An Ottawa city council committee approved spending an additional $15 million on lawyers and technical experts to fight Rideau Transit Group (RTG) after a behind-closed-doors update on the ongoing legal battles with the contractors that built the Confederation Line.

A late-night finance and economic development meeting began Tuesday with a 90-minute in camera session where councillors heard the city requires "ongoing legal and subject matter technical expertise support."

The city is withholding tens of millions of dollars in payments to RTG and its maintenance arm, including $59 million from the final payment in 2019, due to the 456-day delay in handing the LRT system over to the city.

Since the Confederation Line launched in September 2019, the city has only paid RTG part of what the consortium — led by SNC-Lavalin and ACS Infrastructure — has billed due to poor or missed service.

The legal battle over the money appears not to be over and it's not known how much the city has spent so far.

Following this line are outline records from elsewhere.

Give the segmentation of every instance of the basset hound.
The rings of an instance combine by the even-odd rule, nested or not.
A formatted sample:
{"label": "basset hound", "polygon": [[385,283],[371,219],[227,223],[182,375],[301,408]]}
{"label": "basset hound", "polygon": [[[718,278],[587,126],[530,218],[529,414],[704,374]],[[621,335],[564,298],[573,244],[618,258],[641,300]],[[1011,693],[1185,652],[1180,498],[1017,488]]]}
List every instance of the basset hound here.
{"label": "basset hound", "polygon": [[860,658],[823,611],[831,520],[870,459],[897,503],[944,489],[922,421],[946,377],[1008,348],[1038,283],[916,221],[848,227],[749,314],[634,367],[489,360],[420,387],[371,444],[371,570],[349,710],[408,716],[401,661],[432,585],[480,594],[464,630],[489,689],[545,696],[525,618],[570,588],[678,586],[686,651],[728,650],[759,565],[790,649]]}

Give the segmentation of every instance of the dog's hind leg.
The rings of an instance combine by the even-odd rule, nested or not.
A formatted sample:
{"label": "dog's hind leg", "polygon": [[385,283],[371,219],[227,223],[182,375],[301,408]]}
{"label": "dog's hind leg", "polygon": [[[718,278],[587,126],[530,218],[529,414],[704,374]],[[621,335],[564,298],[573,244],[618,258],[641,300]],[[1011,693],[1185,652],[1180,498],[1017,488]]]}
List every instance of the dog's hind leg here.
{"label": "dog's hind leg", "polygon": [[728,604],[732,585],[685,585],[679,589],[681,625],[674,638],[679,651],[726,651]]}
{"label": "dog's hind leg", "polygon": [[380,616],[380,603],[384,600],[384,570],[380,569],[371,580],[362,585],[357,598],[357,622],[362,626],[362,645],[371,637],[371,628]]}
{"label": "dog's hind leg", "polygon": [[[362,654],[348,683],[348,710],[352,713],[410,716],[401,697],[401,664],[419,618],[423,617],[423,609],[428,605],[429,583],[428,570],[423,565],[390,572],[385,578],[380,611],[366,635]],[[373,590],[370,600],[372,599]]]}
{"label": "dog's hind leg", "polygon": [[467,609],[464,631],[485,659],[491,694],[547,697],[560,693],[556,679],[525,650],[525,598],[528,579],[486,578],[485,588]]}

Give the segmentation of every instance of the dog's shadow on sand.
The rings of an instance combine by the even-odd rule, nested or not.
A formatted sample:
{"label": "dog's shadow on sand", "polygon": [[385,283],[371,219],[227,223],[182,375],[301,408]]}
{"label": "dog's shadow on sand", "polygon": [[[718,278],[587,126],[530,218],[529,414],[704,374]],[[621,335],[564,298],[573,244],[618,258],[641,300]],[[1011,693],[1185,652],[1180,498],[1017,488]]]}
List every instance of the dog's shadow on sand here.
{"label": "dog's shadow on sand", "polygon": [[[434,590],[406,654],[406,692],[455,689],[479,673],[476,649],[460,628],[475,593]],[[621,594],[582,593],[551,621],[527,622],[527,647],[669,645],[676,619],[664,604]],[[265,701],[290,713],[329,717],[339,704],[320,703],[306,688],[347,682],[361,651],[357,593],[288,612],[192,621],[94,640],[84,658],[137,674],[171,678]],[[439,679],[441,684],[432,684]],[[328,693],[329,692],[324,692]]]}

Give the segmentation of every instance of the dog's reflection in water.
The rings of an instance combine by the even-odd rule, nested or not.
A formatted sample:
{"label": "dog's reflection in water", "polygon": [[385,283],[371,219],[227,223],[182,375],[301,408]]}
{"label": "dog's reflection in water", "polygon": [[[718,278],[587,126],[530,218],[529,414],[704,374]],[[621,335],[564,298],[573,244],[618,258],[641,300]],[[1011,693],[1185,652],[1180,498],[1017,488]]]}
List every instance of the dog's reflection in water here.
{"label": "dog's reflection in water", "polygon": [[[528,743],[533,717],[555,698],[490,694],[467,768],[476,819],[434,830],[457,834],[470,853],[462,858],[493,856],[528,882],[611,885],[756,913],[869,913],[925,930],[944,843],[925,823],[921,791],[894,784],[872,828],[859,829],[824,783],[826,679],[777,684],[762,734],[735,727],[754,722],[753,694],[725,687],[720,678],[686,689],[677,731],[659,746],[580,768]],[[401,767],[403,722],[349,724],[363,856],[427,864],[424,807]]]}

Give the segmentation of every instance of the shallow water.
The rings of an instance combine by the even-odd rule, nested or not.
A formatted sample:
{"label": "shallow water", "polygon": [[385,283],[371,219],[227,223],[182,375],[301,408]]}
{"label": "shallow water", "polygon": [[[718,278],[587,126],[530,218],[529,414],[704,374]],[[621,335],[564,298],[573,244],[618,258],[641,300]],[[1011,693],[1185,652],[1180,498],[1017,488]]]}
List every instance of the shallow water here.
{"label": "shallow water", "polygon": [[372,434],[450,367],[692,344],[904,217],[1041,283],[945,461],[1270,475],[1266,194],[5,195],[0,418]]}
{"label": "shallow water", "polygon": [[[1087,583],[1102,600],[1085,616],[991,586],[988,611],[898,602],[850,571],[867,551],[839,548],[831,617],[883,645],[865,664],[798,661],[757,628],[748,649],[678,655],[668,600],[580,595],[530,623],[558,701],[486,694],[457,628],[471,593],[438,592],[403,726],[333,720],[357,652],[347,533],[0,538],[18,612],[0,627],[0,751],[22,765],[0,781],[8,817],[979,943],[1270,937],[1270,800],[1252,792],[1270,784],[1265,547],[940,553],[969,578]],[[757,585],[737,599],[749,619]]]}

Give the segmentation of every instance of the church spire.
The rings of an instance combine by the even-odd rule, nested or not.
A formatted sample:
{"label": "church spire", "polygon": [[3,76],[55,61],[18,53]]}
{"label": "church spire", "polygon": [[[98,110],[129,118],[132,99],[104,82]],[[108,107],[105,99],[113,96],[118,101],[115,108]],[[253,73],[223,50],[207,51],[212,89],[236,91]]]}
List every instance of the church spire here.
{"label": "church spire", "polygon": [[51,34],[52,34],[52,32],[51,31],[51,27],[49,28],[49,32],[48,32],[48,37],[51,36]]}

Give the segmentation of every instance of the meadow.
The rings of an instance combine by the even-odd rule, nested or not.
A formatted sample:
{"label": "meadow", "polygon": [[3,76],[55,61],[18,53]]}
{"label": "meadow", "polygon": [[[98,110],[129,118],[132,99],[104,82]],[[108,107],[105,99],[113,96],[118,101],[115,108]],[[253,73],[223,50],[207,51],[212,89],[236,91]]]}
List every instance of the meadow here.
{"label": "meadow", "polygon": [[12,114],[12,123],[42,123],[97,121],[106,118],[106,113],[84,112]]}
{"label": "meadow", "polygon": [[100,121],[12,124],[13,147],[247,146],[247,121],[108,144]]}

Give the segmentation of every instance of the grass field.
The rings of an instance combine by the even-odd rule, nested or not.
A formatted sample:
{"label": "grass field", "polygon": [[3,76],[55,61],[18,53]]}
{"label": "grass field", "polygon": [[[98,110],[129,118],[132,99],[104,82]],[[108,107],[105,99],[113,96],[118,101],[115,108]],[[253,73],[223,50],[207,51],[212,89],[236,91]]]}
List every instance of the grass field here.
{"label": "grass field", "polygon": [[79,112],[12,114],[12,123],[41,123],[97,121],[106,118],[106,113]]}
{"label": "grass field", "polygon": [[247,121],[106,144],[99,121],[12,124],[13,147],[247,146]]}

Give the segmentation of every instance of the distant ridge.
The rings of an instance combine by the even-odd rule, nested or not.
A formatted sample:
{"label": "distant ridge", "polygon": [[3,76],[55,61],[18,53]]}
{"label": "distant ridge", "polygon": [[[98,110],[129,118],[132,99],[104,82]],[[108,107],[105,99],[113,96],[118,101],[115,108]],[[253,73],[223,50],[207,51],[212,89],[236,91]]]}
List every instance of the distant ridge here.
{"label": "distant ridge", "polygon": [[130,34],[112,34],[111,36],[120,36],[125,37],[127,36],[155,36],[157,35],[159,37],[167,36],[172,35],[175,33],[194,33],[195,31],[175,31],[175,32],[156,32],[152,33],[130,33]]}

Although there is still $9.4 million remaining in the city's contingency fund for Stage 1, "these project contingency funds have been fully expended due to the nature of [the] City's claims disputes with RTG," according to the motion to add that additional $15 million.

Although the money will come out of the transit capital reserve fund, the motion states the city plans to "attempt to recover these costs in the dispute resolution process against RTG."